— Да я и был его первый враг! — объявил актер, выпрямляясь и глядя на меня с большим интересом. — Я ненавидел его за абсолютное равнодушие! Он не брал в расчет ни правых, ни виноватых. Он всех поголовно считал одинаково никчемными. Он не верил ни в какие перестройки и революции. Он не утруждал себя ни чтением газет, ни просмотром теленовостей. Он мог задушить своим неверием в благо любой порыв души. В подпитии способен был ударить какого-нибудь подвернувшегося претендента на место гения резким словцом или брякнуть из Эмиля Кроткого: «Вкрался в литературу, как опечатка! Не оглядывайтесь, это я о вас, о вас!» И меня не щадил. В подпитии. Мог сказать: «Дурак ты, Володька! До сих пор веришь в непорочное зачатие! В значимость четырех и даже двух театральных действий! В собственную значительность! В необходимость всей этой театральной муры для жизни граждан!» Он мог убить словом! Расплескать полноту души безо всякой жалости!
— И почему же вы дружили? Почему пришли его хоронить?

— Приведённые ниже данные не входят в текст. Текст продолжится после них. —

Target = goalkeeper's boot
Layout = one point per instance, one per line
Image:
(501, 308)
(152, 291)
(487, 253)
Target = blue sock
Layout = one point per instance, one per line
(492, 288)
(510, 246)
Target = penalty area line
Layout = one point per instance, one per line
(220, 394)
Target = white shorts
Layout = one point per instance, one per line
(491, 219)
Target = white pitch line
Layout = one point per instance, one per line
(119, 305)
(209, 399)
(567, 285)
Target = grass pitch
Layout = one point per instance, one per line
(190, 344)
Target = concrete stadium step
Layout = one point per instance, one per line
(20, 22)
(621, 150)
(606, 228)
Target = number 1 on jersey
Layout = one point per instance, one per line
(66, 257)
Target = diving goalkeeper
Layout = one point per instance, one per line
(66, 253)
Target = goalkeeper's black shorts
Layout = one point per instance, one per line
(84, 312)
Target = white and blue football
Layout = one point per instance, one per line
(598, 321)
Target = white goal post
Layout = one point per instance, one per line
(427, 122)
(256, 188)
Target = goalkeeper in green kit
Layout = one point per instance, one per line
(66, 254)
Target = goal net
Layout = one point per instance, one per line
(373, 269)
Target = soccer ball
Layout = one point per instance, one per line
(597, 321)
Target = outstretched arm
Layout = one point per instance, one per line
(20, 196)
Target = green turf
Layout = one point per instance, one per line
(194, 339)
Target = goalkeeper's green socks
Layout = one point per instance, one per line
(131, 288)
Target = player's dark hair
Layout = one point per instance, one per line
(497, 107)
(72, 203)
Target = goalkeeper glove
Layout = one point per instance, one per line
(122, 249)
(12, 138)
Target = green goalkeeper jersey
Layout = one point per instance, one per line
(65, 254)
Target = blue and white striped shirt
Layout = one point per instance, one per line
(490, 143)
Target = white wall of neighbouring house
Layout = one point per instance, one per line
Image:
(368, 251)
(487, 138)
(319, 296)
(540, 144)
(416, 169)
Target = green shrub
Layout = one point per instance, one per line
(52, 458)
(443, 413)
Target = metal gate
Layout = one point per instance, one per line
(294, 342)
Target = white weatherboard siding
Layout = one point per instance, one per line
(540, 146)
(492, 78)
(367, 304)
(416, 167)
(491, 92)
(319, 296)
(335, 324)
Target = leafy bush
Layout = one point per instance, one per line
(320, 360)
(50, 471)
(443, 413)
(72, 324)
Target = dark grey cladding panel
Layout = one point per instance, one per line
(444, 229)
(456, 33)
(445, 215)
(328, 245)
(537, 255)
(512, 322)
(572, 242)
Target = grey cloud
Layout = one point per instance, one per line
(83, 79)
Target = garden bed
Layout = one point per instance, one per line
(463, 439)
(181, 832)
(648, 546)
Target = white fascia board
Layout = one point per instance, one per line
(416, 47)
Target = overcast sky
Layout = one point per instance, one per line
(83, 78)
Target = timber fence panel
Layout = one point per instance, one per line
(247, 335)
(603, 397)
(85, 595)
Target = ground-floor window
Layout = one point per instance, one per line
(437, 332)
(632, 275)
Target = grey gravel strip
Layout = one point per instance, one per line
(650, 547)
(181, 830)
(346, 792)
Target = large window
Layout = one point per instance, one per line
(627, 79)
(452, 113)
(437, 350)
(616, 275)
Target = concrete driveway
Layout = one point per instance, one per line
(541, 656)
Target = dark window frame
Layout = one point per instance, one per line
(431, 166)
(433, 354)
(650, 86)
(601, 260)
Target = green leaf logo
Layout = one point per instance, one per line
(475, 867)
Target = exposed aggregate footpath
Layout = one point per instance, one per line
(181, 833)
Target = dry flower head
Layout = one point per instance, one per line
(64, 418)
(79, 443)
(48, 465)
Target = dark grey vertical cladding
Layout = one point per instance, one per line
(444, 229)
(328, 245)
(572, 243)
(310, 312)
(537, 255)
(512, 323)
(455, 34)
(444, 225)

— Потому что он был оттуда, с войны, и потому абсолютно одинок. Как и я. Мы ведь вернулись отнюдь не с той войны, которую разрешалось описывать долгие-долгие годы. Мы вернулись из ада. Мы знали правду. Мы тащили её на своем горбу. Но вынуждены были молчать. Это Михайлов и подобные ему «патриоты» с легкостью необыкновенной описывали бои «по правилам», потом как было плохо в лесостепи в четырнадцатом году и стало замечательно в пятьдесят девятом, как было худо до семнадцатого в тундре и как стало прекрасно там же после постройки избы-читальни… Словом, зарабатывали любовь властей, а значит, орденки и блага. Мой смоленский крестьянский дед говаривал: «Не лезь, Володька, в дерьмо, даже если оно сверху медом помазано».
— Почему же вы не запили?
— Смоленско-крестьянская закваска! Тебя на части порубили, а ты не мешкай, срастайся! У меня мечта была сыграть Гамлета. А в Гамлеты с пивным духом и красным носом уж точно не запишут! Держался и… привык. Кроме того, меня не терзала, прости Господи, истеричная Розочка, не требовала денег и благ, чтоб «не стыдно было перед другими». Тут клубок. Иногда я понимал Гарика. Все смешалось — и несчастье, и психозы, и претензии… Такую маман трудно любить. С такой женой сложно не пить. Но Семен по-своему сострадал ей и любил её. Сколько чего пережили вместе! Хотя, — актер двумя пальцами отдернул от шеи бабочку-галстук и отпустил, чтоб щелкнуло, главная его беда, считаю, была в другом. Семен выпал из своего гнезда…
— Как это?
— Ну ни то, ни се… ни «правый», ни «левый», ни еврей, ни русский, Гражданин мира. Он ни на какие тусовки «своих» не ходил. А сородичи его на этот счет строги. Им нужен каждый «штык» и чтоб непременно распевал с трибуны, каким он подвергался гонениям из-за «пятого пункта». И какое замечательное это мероприятие — перестройка. А он — молчок. Более того, как-то рванул с места в зале: мол, сородичи, еврейцы, о какой дискриминации ведете речь! Разуйте глаза, гляньте хоть в справочник Союза писателей, хоть в Союза кинематографистов — вас там навалом, все прочие нации придавили! Он мне сам об этом рассказывал.